Words men should be hearing!

-  Are you sure you've had enough to drink?

-  Shouldn't you be down at the bar with your friends?

-  That was a GREAT fart!  Do another!

-  I've decided to stop wearing clothes around the house.

-  You're so sexy when you're hungover.

-  I'd rather watch football and drink deer with you than go shopping.

-  Let's subscribe to Hustler.

-  Say honey, lets go to the mall so you can check out the girls' butts.

-  I'll be outside painting the house

-  I love it when you play golf on Sunday.  I just wish you had time to play it
   on Saturday too.

-  Honey, our new neighbor's daughter is sunbathing again.  Come out and 
   see.

-  I know it's alot tighter back there, but please try again.

-  Oh no, I'll take the car to have the oil changed.

-  Do me a favor and skip the stupid Valentines card.  Go out and buy your-
   self some new clubs.

-  I understand fully.  Our annivrsary is only once a year.  You go ahead and
   go hunting with the guys.  It's a great stress reliever.

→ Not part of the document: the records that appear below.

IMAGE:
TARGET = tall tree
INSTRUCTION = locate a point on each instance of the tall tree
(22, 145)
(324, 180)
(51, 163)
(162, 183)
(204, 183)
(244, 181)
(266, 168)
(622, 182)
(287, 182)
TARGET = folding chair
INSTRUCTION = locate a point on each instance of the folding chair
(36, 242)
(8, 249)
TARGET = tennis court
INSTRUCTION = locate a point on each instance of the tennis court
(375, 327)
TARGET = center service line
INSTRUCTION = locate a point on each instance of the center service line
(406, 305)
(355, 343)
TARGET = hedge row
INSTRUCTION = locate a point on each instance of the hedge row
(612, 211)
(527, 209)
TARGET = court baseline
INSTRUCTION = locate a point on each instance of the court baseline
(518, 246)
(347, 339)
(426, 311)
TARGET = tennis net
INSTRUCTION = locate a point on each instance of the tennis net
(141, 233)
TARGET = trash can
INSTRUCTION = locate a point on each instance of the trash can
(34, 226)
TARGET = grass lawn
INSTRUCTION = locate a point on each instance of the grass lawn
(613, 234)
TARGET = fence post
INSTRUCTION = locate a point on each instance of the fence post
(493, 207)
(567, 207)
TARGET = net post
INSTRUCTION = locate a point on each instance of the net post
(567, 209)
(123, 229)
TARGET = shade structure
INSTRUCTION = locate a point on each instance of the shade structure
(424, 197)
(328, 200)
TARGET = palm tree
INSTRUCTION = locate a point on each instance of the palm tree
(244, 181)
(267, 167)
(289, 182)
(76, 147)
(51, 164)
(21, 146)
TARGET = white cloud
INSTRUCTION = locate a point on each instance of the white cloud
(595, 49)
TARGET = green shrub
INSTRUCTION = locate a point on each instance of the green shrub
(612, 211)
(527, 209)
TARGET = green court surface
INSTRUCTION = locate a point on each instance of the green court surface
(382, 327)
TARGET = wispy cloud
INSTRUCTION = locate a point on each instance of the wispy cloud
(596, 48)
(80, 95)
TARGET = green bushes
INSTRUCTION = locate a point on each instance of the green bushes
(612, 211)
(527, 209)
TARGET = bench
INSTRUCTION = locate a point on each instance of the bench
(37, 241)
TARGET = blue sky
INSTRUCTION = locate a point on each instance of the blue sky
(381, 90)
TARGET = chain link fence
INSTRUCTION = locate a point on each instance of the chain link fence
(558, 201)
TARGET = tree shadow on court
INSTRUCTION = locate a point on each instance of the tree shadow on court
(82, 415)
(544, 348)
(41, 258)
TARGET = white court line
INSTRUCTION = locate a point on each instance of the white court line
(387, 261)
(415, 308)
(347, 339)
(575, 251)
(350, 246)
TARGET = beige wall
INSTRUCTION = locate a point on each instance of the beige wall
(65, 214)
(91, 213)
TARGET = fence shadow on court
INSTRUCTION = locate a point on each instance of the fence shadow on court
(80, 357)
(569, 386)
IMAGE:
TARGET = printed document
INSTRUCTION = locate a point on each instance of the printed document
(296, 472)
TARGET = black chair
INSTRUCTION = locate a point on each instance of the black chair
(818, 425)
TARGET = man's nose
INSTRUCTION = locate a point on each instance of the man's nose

-  Listen, I make enough money for the both of us.  Why don't you retire and
   get that handicap down to a 7.

-  I signed up for yoga and stretching classes so that I can get my ankles 
   behind my head just for you.


----------



## ba_loko (Aug 17, 2007)

I'm forwarding this to my wife.......wish me luck.


----------



## bigarm's smokin (Aug 17, 2007)

*Dang, does such a creature exist? *


----------



## vulcan75001 (Aug 17, 2007)

Kev.
Hope ya have the dog house fully furnished, and lot of paper towels to clean up the mess when  the Chit hits the fan....


----------



## wvsmokeman (Aug 17, 2007)

Ah, we can dream can't we ?


----------



## bbq bubba (Aug 17, 2007)

Well Geoff, should be nice talking to you at Silver lake with your jaw wired shut!!


----------



## mossymo (Aug 17, 2007)

I made a copy of all of these rules and printed them out and taped them to our headbord. My wife tells me her attorney will use this as evidence..... I am going with the thought that these are not rules;..... just suggestions....


----------



## gypsyseagod (Aug 17, 2007)

just tell her to start sleeping w/ the divorce lawyer..he'll be done w/ closing arguements before she is.....(no offense tatonka-just sounded like a good lawyer joke in the making)


----------



## bigarm's smokin (Aug 17, 2007)

*A "Good lawyer" , Gypsy, thats an oxiymoron, or is it, I'm a moron? I thinks its, "time to hit the hay"  nite y'all. 
	

	
	
		
		



		
		
	


	



*


----------



## richoso1 (Aug 17, 2007)

Just like a woman... never satisfied.


----------



## blackhawk19 (Aug 17, 2007)

Good one Dawg


----------